Active Galactic Nuclei

There are three principal ways in which Active Galactic Nuclei (AGN) will be identified in LSST data. AGN can be identified by matching LSST objects with data at other wavelengths (e.g. radio and infrared). Quasars can be selected directly from colours in the LSST six-band filter system in specific redshift ranges. Finally, AGN can be identified from their optical variability in LSST images. The latter method will be a powerful technique to routinely detect both obscured and unobscured AGN in the LSST era.

Colour selection

Unobscured AGN with a broad range of redshifts can be isolated in well-defined regions of optical– near-IR multicolor space (e.g. Richards et al. 2001). At low redshift (z < 2.5), quasars are blue in ug and g − r (these are the ultraviolet excess sources of Sandage 1965 and Schmidt & Green 1983), and are well-separated from stars in colour-colour space. Fig 1 shows colours of known quasars and stars in the SDSS convolved with the LSST filters. The u-band data are crucial for selection of low-redshift (z < 2) AGN. Observations in this filter allow one to distinguish between AGN and stars (in particular white dwarfs and A and B stars). High-redshift AGN can be easily distinguished - the y-band filter will allow quasars with redshifts of ~7.5 to be identified. In comparison, SDSS, whose filter set ends with the z band, is able to identify quasars only up to z~ 6.4; e.g. Fan et al. 2006). As with SDSS, most of the sample contamination is in the range 2.5 < z < 3, where quasar colours overlap the stellar locus in most projections. It is also difficult to select quasars at z ∼ 3.5, where Lyman-limit systems cause quasars to be invisible in the u and g-bands but quasars have similar colors to hot stars at longer wavelengths. Nevertheless, lack of proper motion and variability will allow quasars to be efficiently separated from stars in these redshift ranges.

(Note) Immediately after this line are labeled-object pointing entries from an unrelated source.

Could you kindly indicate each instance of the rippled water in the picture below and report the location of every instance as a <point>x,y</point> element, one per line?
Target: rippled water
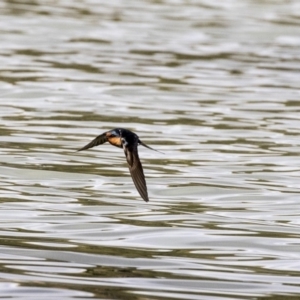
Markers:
<point>212,84</point>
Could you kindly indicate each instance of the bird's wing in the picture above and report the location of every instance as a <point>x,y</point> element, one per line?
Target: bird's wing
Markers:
<point>136,171</point>
<point>101,139</point>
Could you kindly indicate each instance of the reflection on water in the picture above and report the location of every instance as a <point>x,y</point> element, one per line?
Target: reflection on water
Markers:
<point>214,86</point>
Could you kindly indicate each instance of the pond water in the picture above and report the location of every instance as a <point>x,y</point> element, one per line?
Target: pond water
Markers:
<point>214,85</point>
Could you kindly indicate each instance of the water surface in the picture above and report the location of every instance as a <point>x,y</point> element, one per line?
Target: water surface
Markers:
<point>215,86</point>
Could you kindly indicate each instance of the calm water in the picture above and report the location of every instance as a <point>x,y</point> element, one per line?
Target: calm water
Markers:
<point>212,84</point>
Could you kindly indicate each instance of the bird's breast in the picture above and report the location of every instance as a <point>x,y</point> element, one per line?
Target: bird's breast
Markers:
<point>116,141</point>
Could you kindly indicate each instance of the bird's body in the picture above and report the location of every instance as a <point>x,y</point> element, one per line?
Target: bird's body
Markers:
<point>129,141</point>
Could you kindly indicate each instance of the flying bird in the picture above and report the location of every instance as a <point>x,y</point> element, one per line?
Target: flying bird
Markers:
<point>129,141</point>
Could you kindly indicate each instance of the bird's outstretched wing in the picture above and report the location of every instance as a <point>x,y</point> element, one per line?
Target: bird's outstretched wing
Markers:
<point>100,139</point>
<point>136,171</point>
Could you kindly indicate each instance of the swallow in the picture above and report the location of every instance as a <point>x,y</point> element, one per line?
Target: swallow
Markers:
<point>129,141</point>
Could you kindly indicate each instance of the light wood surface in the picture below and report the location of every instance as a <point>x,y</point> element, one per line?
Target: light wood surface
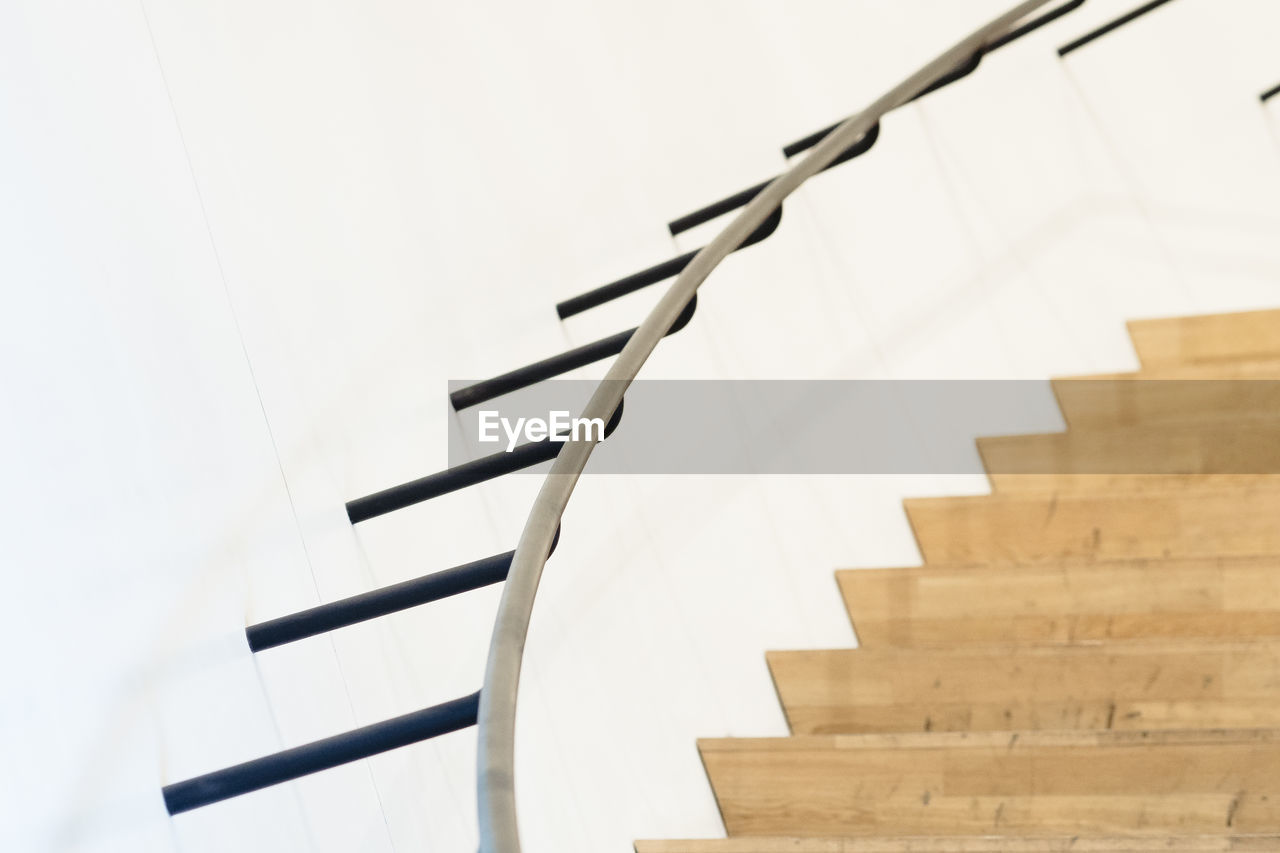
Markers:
<point>1065,601</point>
<point>972,844</point>
<point>1187,521</point>
<point>1206,338</point>
<point>1169,685</point>
<point>1170,395</point>
<point>1031,783</point>
<point>1120,483</point>
<point>1225,447</point>
<point>1089,658</point>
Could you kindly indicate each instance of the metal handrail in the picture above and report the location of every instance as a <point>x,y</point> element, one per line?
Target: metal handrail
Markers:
<point>497,712</point>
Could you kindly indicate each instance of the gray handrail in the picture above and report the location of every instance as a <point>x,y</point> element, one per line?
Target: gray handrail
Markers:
<point>497,715</point>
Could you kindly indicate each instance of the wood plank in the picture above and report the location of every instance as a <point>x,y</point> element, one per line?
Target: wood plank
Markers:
<point>969,844</point>
<point>1207,338</point>
<point>1170,395</point>
<point>1065,601</point>
<point>1029,783</point>
<point>1152,524</point>
<point>1124,687</point>
<point>1054,483</point>
<point>1221,447</point>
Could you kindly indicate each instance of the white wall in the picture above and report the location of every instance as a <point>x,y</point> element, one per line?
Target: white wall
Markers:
<point>245,245</point>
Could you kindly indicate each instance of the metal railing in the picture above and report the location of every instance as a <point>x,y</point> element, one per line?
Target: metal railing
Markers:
<point>493,708</point>
<point>497,715</point>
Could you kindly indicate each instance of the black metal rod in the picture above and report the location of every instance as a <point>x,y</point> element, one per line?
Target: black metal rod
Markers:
<point>740,199</point>
<point>1110,27</point>
<point>553,366</point>
<point>321,755</point>
<point>964,69</point>
<point>1032,26</point>
<point>460,477</point>
<point>658,272</point>
<point>960,71</point>
<point>382,602</point>
<point>716,209</point>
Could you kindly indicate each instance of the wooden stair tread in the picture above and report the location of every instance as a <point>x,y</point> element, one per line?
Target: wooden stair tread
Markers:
<point>1206,338</point>
<point>1065,601</point>
<point>1191,393</point>
<point>1170,685</point>
<point>1024,783</point>
<point>1230,447</point>
<point>1120,483</point>
<point>1188,521</point>
<point>969,844</point>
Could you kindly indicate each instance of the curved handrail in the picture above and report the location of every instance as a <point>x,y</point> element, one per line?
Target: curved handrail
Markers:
<point>497,712</point>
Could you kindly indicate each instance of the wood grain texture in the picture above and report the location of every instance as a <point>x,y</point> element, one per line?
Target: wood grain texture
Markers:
<point>1064,601</point>
<point>1121,687</point>
<point>972,844</point>
<point>1206,338</point>
<point>1223,447</point>
<point>1032,783</point>
<point>1188,521</point>
<point>1171,395</point>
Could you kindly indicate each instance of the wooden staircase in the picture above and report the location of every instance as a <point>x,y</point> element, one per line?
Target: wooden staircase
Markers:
<point>1089,657</point>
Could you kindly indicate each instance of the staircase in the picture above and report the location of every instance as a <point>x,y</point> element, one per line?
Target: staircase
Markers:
<point>1089,657</point>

Fig 1: Colour-colour plots of known quasars from SDSS (coloured dots) and stars (black dots) in the LSST photometric system. The colour coding indicates the redshift of the quasars and the dot size is inversely proportional to the expected surface density as a function of redshift. Since there is no y-band filter in the SDSS system, a random Gaussian colour offset has been added to the z − y color according to the width of the stellar locus in the i − z color. The quasar colours are degenerate with F stars at 2.5 < z < 3. Adapted from Fig 10.1 of the LSST Science Book.

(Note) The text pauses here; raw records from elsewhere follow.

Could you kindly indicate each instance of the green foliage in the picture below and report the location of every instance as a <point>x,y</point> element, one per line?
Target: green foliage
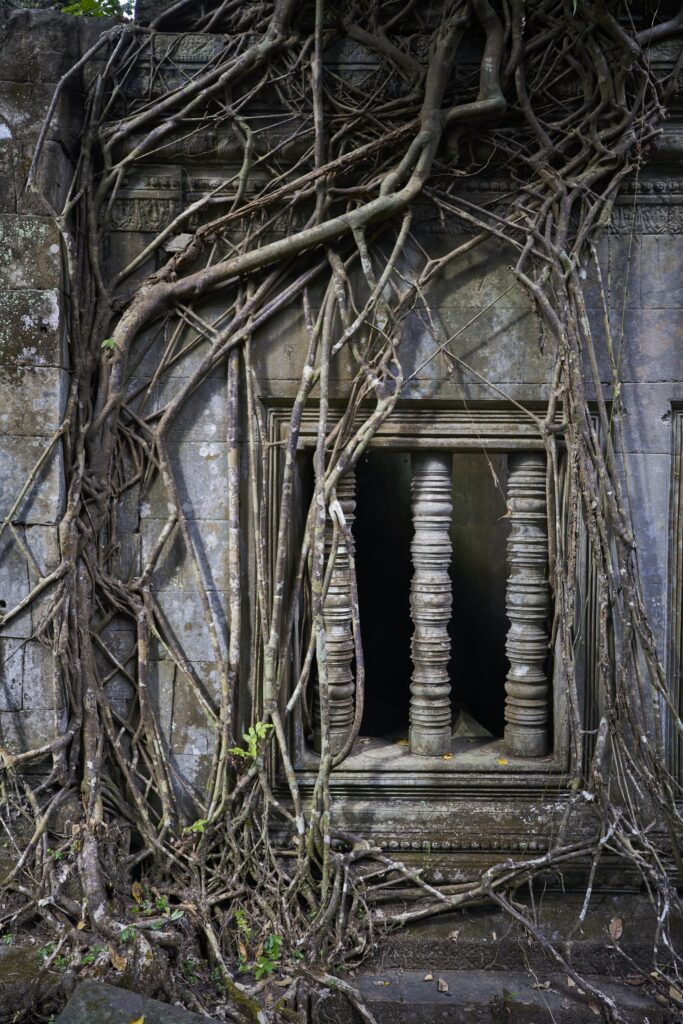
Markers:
<point>198,827</point>
<point>252,737</point>
<point>269,958</point>
<point>242,922</point>
<point>91,955</point>
<point>99,8</point>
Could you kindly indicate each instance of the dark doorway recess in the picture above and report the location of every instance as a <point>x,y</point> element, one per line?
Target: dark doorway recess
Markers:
<point>478,624</point>
<point>383,531</point>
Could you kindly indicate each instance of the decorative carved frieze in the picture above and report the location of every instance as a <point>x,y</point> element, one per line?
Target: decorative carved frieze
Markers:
<point>430,603</point>
<point>338,630</point>
<point>526,706</point>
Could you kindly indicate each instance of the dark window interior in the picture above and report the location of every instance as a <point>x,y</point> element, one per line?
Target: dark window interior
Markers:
<point>383,531</point>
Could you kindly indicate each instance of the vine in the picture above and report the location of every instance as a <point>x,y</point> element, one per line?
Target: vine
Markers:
<point>563,99</point>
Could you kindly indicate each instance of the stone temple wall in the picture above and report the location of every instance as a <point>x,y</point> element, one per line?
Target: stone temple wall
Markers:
<point>497,341</point>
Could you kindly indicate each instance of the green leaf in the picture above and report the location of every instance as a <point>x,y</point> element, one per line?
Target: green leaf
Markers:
<point>99,8</point>
<point>252,737</point>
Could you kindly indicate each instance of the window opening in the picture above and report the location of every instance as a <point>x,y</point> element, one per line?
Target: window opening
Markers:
<point>452,571</point>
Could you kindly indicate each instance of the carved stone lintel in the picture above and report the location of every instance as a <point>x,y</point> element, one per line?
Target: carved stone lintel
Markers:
<point>430,604</point>
<point>338,632</point>
<point>526,687</point>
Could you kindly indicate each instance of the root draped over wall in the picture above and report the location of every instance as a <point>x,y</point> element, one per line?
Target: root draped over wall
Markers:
<point>558,97</point>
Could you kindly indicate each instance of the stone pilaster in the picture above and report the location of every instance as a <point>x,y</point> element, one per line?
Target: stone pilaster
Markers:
<point>430,603</point>
<point>338,630</point>
<point>526,711</point>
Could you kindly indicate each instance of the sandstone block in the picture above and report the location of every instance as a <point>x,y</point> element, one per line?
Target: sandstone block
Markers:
<point>29,253</point>
<point>30,329</point>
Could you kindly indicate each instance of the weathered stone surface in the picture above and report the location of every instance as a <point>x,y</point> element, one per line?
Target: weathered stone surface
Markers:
<point>93,1000</point>
<point>29,253</point>
<point>7,190</point>
<point>11,674</point>
<point>484,997</point>
<point>36,46</point>
<point>33,400</point>
<point>174,568</point>
<point>43,502</point>
<point>24,108</point>
<point>39,680</point>
<point>30,334</point>
<point>199,469</point>
<point>204,416</point>
<point>184,723</point>
<point>27,729</point>
<point>182,611</point>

AGN selection via variability

Most AGN exhibit broad-band aperiodic, stochastic variability across the entire electromagnetic spectrum, on timescales ranging from minutes to years. Continuum variability arises in the accretion disk of the AGN, providing a powerful probe of accretion physics. The main LSST Wide Fast Deep (WFD) survey will obtain ∼ 108 AGN light curves (i.e., flux as a function of time) with ∼ 1000 observations (∼ 200 per filter band) over 10 years. The Deep Drilling Fields will provide AGN lightcurves with much denser sampling for a small subset of the objects in the WFD survey. The science content of the lightcurves will critically depend on the exact sampling strategy used to obtain the light curves. For example, the observational uncertainty in determining the color variability of AGN will depend strongly on the interval between observations in individual filter bands.